This art show is built entirely out of potatoes

Save
saved! saved!
Twisted: Unserious food tastes seriously good.

Potatoes are probably the least inspiring of all vegetables. Dull, dirty and generally drab, it’s difficult to picture anyone feeling particularly strongly about a food that is accepted as mostly filler, no killer. Apart from a very few exceptions, potatoes are always the prelude before the main event. Roast spuds may be great, but they pale in comparison to a juicy joint of meat. No one ever gets fried chicken for the starchy side dish. However, despite our general sense of apathy towards the oft neglected tuber, one man is determined to see that potatoes get the respect they deserve.

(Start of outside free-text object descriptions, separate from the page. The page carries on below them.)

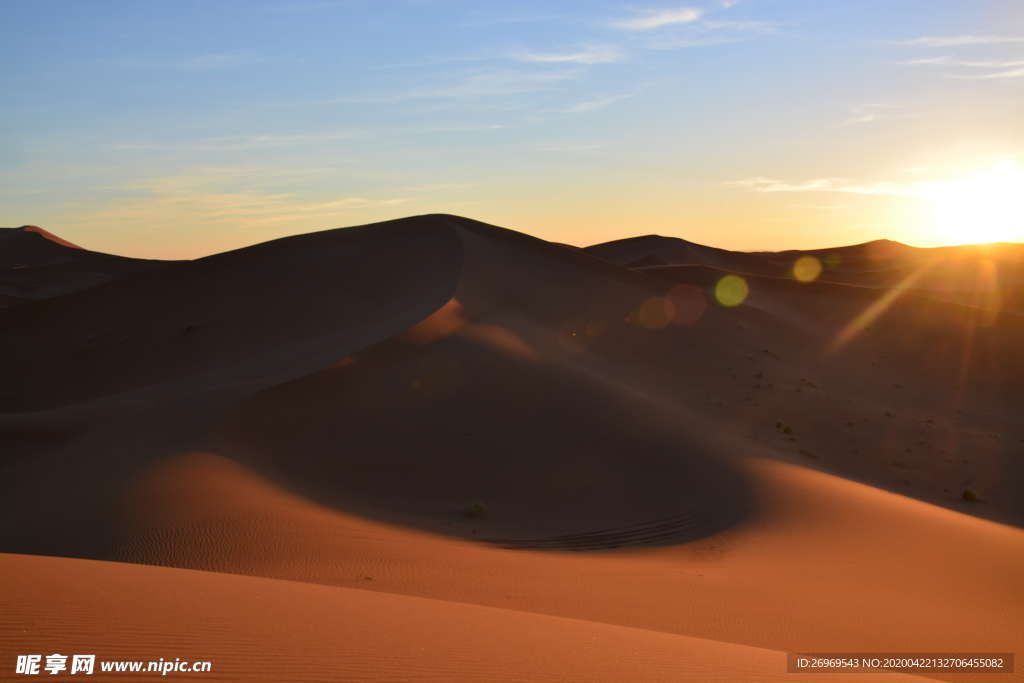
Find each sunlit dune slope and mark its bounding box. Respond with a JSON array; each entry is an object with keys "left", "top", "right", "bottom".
[
  {"left": 15, "top": 224, "right": 84, "bottom": 249},
  {"left": 1, "top": 450, "right": 1019, "bottom": 682},
  {"left": 0, "top": 553, "right": 934, "bottom": 682}
]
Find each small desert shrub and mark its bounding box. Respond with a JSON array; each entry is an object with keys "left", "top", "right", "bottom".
[
  {"left": 962, "top": 488, "right": 978, "bottom": 503},
  {"left": 463, "top": 501, "right": 487, "bottom": 519}
]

Jeffrey Allen Price is a man on a mission. A professor of art history at Hofstra University in New York, Price has built a reputation both as a teacher and an artist around his love of potatoes. Where some see ugly brown lumps, he sees inspiration. Motivated and moved, in part, by the potato’s presence in art throughout history – including famous works such as Van Gogh’s “The Potato Eaters” – Price has assembled what is believed to be the largest known collection of potato-based craft anywhere on earth.

To describe Price as potato-mad would be an insult and an understatement. Over the years, he has acquired potato paintings, sculptures and sketches, ranging from the minute to the magnificent. Alongside artwork, Price has gathered toys, books and even snacks that show off this most versatile of ingredients. He is also a composer of potato-based music, and his band “potatotron” have an EP of potato-themed tracks available for free on Soundcloud. Their work includes the tracks “Viva la Potato” and “(We are Potatoes and We) Control Your Brain”.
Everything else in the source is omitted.